The Yankees have been searching for any sort of production from third base the last several years. While Gio Urshela provided his share of great moments, he was very much an average offensive third baseman for New York. Josh Donaldson, while being great defensively at the hot corner, has essentially been a non-factor at the plate since the infamous trade to the Bronx. DJ LeMahieu has played the majority of games at third this season, but he is 34 and his power just isn’t really there anymore. The Bombers need a power third baseman, and that comes in the form of a Wilken. The Demon Deacon burst onto the scene in 2021, setting a Wake Forest freshman record with 17 homers, then followed up with 23 bombs last year. He has a plus-plus arm at the hot corner and moves well enough to provide adequate defense.
27. Philadelphia Phillies – Kevin McGonigle, SS/2B, Monsignor Bonner HS (PA)

Just like Joey Porter Jr. getting drafted to the Pittsburgh Steelers in the second round of the NFL Draft, this landing spot for McGonigle makes too much sense. The infielder grew up just outside of Philadelphia and loved watching Chase Utley. The only thing that will stop this from happening is the fact McGonigle is worthy of an earlier selection. He hit everywhere on the summer circuit and has a knack for always finding the barrel while not fishing outside the zone. Just like Utley, he will likely need to move to second as he has fringy range.

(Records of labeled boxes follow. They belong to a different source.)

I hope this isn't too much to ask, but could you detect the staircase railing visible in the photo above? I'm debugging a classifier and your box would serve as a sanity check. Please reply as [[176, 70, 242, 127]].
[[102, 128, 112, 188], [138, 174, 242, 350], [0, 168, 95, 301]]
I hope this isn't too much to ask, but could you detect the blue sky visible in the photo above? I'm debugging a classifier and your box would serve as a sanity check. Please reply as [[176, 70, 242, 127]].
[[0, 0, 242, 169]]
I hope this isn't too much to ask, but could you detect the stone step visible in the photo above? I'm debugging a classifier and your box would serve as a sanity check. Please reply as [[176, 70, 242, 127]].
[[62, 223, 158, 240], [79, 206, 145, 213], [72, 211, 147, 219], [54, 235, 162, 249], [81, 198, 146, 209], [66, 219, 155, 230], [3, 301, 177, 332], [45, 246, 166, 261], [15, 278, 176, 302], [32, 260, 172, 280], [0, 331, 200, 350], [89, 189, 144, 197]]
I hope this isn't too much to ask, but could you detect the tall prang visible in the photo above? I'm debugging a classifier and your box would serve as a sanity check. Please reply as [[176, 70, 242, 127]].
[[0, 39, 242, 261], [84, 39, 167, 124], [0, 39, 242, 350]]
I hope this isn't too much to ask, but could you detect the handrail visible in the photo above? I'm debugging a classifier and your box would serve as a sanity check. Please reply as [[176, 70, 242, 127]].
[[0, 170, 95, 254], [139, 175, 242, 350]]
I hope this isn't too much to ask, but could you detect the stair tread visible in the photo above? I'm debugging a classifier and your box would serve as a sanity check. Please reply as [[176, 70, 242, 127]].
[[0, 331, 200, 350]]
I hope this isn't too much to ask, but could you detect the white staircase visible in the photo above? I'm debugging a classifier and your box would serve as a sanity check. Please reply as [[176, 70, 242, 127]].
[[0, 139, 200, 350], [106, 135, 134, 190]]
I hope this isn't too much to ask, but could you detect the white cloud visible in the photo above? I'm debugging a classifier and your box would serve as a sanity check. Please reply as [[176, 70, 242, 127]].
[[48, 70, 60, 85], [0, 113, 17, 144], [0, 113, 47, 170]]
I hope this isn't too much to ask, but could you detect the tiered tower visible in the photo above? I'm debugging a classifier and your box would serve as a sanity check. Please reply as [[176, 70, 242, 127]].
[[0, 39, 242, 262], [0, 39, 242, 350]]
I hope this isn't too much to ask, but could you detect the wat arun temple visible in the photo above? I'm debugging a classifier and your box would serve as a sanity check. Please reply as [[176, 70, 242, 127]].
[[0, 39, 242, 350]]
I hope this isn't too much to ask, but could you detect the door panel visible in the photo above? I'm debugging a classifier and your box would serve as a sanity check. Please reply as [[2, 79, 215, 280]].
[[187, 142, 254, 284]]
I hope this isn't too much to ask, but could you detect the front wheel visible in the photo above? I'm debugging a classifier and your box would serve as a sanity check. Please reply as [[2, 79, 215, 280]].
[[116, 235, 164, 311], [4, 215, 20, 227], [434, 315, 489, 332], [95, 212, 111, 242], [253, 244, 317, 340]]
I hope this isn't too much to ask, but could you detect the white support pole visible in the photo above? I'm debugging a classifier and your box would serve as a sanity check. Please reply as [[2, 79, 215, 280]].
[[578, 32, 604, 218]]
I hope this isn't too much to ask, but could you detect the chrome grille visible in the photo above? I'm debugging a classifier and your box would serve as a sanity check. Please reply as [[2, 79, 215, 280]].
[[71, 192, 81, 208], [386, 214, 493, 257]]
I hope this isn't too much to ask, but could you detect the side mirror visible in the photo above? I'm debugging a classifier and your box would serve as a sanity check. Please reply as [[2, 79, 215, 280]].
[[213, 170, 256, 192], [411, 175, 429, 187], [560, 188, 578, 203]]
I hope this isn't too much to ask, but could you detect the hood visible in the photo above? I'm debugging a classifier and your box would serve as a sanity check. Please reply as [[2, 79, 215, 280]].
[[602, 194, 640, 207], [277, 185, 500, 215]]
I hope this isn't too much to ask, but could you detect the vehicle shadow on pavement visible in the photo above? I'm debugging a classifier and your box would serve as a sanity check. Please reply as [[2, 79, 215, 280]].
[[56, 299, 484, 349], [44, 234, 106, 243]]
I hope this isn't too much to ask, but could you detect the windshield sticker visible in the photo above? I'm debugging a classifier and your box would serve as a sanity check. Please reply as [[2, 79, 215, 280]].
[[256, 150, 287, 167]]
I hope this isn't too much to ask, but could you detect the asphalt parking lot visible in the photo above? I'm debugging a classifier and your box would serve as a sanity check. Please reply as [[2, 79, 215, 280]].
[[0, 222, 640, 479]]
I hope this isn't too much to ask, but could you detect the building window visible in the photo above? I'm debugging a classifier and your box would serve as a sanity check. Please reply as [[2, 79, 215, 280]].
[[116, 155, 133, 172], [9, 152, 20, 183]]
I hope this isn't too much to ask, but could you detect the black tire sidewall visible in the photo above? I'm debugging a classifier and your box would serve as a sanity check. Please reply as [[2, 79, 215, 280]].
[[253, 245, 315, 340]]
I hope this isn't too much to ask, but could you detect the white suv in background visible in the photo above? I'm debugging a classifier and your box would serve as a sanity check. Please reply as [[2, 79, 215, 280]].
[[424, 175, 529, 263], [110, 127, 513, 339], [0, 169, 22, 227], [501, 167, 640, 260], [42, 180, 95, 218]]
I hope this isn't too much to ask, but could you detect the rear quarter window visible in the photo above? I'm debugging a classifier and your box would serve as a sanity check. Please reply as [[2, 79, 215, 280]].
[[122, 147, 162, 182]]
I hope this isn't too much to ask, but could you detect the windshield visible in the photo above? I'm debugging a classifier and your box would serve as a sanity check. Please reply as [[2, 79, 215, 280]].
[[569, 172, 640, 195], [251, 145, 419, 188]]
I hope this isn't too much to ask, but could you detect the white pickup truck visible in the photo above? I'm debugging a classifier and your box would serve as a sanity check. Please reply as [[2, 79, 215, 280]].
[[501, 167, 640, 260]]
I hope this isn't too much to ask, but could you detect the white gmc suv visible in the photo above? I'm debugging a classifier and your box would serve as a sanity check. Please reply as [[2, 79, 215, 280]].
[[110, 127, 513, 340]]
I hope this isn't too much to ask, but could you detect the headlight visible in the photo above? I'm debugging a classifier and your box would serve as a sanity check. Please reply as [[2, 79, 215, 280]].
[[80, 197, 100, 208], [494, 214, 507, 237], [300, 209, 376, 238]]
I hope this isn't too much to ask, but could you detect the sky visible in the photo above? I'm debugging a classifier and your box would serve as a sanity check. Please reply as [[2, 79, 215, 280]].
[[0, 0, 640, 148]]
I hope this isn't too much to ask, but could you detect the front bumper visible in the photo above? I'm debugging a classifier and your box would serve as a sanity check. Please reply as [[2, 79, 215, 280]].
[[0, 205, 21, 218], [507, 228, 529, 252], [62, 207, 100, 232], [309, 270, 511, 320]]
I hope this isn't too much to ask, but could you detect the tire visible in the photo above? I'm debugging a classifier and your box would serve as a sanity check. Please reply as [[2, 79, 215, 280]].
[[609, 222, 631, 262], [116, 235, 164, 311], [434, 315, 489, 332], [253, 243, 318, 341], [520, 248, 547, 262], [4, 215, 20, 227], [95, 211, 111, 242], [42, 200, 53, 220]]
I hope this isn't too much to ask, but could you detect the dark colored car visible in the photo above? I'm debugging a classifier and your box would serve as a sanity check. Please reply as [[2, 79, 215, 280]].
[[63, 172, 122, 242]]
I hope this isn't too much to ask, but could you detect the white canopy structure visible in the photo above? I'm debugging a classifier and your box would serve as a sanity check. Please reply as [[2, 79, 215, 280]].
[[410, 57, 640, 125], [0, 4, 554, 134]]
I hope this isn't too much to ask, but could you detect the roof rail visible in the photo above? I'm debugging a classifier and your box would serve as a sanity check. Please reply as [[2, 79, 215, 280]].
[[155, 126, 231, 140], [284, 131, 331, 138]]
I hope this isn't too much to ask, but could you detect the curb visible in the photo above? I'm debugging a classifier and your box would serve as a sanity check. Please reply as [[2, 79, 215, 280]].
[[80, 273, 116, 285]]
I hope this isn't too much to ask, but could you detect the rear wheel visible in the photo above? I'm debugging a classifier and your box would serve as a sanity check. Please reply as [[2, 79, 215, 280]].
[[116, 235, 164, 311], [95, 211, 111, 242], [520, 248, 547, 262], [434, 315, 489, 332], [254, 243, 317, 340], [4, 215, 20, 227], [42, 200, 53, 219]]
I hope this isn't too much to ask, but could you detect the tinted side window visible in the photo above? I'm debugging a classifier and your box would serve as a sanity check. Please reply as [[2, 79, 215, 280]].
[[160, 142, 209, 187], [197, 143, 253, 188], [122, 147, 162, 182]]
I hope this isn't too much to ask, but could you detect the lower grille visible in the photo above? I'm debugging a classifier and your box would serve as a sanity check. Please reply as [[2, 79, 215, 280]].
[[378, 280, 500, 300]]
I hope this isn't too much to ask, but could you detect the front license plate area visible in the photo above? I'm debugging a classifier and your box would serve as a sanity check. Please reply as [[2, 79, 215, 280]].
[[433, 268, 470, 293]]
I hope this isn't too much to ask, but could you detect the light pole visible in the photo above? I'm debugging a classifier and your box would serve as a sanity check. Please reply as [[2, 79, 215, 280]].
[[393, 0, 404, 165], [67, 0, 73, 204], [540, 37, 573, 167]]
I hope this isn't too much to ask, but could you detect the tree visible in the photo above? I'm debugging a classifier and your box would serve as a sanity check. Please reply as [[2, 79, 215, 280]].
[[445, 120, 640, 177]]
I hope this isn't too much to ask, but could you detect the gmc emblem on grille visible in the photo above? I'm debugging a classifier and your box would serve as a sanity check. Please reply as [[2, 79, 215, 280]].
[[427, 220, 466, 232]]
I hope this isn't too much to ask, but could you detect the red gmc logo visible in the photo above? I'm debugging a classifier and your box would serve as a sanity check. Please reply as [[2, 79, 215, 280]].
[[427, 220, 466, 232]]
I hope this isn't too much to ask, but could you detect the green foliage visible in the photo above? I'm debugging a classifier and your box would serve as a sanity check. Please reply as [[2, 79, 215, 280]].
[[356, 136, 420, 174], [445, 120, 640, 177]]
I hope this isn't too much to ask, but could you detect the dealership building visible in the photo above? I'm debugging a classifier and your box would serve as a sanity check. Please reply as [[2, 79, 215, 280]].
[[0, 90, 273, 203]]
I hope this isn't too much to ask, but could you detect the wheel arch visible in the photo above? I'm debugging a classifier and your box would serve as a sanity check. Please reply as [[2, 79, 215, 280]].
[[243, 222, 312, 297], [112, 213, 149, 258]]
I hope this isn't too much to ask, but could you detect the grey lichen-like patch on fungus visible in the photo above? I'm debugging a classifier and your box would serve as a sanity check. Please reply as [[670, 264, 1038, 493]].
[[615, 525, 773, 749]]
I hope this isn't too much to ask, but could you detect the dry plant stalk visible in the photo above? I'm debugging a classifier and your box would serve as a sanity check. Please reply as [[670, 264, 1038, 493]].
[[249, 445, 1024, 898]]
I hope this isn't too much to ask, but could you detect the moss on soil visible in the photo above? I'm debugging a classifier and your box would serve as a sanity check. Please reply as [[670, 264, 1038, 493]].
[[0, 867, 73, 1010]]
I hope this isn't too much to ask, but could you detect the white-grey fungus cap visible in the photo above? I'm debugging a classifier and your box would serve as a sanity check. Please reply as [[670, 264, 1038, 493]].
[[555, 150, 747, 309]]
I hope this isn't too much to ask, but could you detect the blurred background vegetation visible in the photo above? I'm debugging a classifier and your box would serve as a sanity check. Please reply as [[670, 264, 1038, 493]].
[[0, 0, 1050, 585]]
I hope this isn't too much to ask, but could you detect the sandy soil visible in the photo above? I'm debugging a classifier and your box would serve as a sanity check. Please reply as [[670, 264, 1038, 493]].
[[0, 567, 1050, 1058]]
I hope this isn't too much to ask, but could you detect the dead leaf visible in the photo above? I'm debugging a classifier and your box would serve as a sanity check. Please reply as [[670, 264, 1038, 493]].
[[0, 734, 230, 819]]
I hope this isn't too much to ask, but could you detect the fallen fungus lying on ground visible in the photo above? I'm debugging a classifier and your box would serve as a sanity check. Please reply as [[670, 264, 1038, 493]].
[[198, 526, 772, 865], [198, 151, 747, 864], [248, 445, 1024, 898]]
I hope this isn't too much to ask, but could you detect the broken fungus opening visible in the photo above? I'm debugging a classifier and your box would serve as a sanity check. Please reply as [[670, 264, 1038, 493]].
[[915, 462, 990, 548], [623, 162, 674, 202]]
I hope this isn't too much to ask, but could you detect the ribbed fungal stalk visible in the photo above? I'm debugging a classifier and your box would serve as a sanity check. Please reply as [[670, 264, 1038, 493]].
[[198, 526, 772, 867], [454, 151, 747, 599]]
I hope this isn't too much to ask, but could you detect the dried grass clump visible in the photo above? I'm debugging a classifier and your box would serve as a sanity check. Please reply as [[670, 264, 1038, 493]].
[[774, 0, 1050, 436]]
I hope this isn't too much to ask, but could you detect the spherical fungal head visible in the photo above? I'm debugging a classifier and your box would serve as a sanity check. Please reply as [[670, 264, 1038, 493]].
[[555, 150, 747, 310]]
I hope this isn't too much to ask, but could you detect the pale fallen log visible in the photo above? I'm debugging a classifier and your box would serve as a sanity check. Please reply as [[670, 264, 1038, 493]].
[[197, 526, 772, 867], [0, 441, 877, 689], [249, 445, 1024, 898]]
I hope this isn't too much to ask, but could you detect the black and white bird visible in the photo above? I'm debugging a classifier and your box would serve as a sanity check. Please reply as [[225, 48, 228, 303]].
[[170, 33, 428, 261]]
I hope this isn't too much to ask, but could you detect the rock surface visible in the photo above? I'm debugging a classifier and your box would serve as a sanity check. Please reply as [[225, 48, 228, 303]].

28. Houston Astros – Juaron Watts-Brown, RHP, Oklahoma State

After taking two outfielders – Drew Gilbert and Jacob Melton – with their first two picks last year, the Astros shift back to pitching. Houston is another team that is always developing pitching well Watts-Brown has a great feel for pitching but there have been questions about how he will be able to handle a starter’s workload in the majors. The right-hander has a weapon in his slider, which gets a ton of swing-and-misses in and out of the zone, sitting at 83-86 mph. The Astros know how to work out the kinks with pitchers, and even if Watts-Brown doesn’t stick as a starter, they would have another weapon in their bullpen.